The Film Group
- Industry: Film production
- Founded: 1964
- Founders: Mike Gray Jim Dennett
- Defunct: 1973
- Headquarters: Chicago, Illinois, United States

= The Film Group =

The Film Group was a Chicago commercial film production company that made television commercials and political documentaries in the late 1960s and early 1970s. Filmmakers associated with the Film Group include Mike Gray, William Cottle, Howard Alk, Mike Shea, and Chuck Olin. The majority of their films reside at Chicago Film Archives within The Film Group Collection and Chuck Olin Collection.

Over its approximately ten-year existence from 1964-1973 the company went through a variety of name, location, and personnel changes. Mike Gray and Lars Hedman created Hedman Gray Inc. in 1964 and were located at Hedman's photography studio on 3325 West Huron in Chicago, Illinois. In early 1966 they added photographer Mike Shea. They changed the name of the company to Hedman Gray Shea Inc. and opened an 11,000 square foot state of the art production facility at 430 West Grant Place and soon after changed their name to the Film Group. At that point Hedman was the president, Shea was the director of photography, and Gray was the writer/producer. Right after the move to Grant Place they hired James Dennett as a production manager, William Cottle as the business manager and financial backer, and Chuck Olin as salesman. Hedman left the company by the end of 1966 and Shea left in 1967. Gray then took over as cameraman. Cottle left in 1969 and the company changed its name to Mike Gray Associates and moved to 120 West Kinzie. The company was dissolved in 1973 with Gray's move to California.

From 1965 to 1972 they made TV commercials for national and local clients including Eli Lilly and Company, Montclair cigarettes, Hills Bros Coffees, Mogen David, Sara Lee, WBIB TV, Aunt Jemima, Blue Cross Blue Shield, Illinois Bell, Quaker Oats, Chicago Tribune, Kentucky Fried Chicken, and Sears.
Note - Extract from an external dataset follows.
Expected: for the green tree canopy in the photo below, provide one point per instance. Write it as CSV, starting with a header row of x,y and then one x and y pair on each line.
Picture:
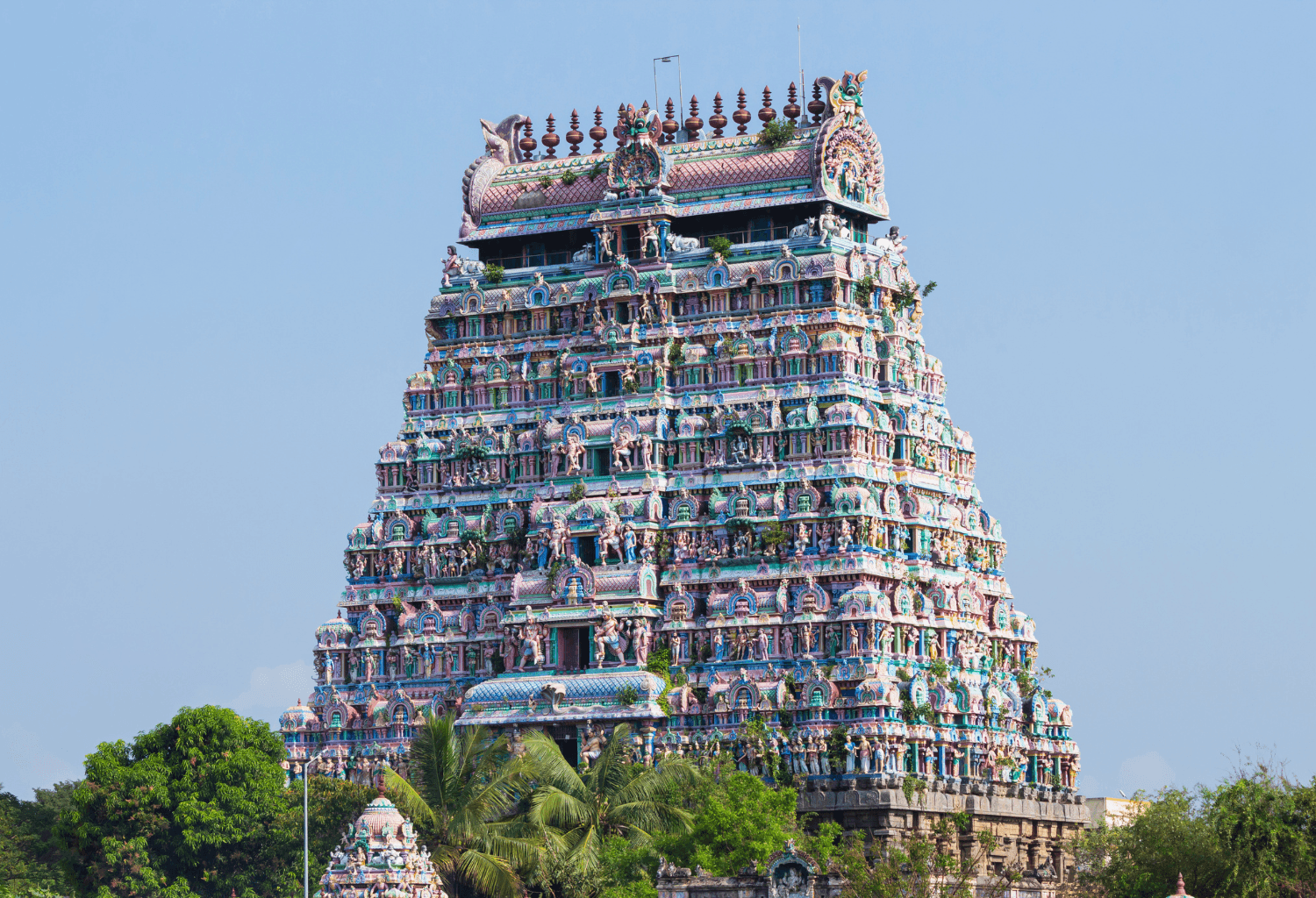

They also made longer sponsored films for clients that are closer to their documentary work including A Matter of Opportunity (1970) and 8 Flags for 99 Cents (1970).

Their documentary films include the two features- American Revolution II (1969) and The Murder of Fred Hampton (1971). The two films are closely related and document the unrest of the 1968 Democratic National Convention, follow the Chicago chapter of the Black Panthers, and refute the city of Chicago's media cover up of Fred Hampton’s death. In 1969 they released a seven part educational film series Urban Crisis and the New Militants in an attempt to update the educational film genre. This series includes the 1966 film Cicero March, which was added to the National Film Registry in 2013.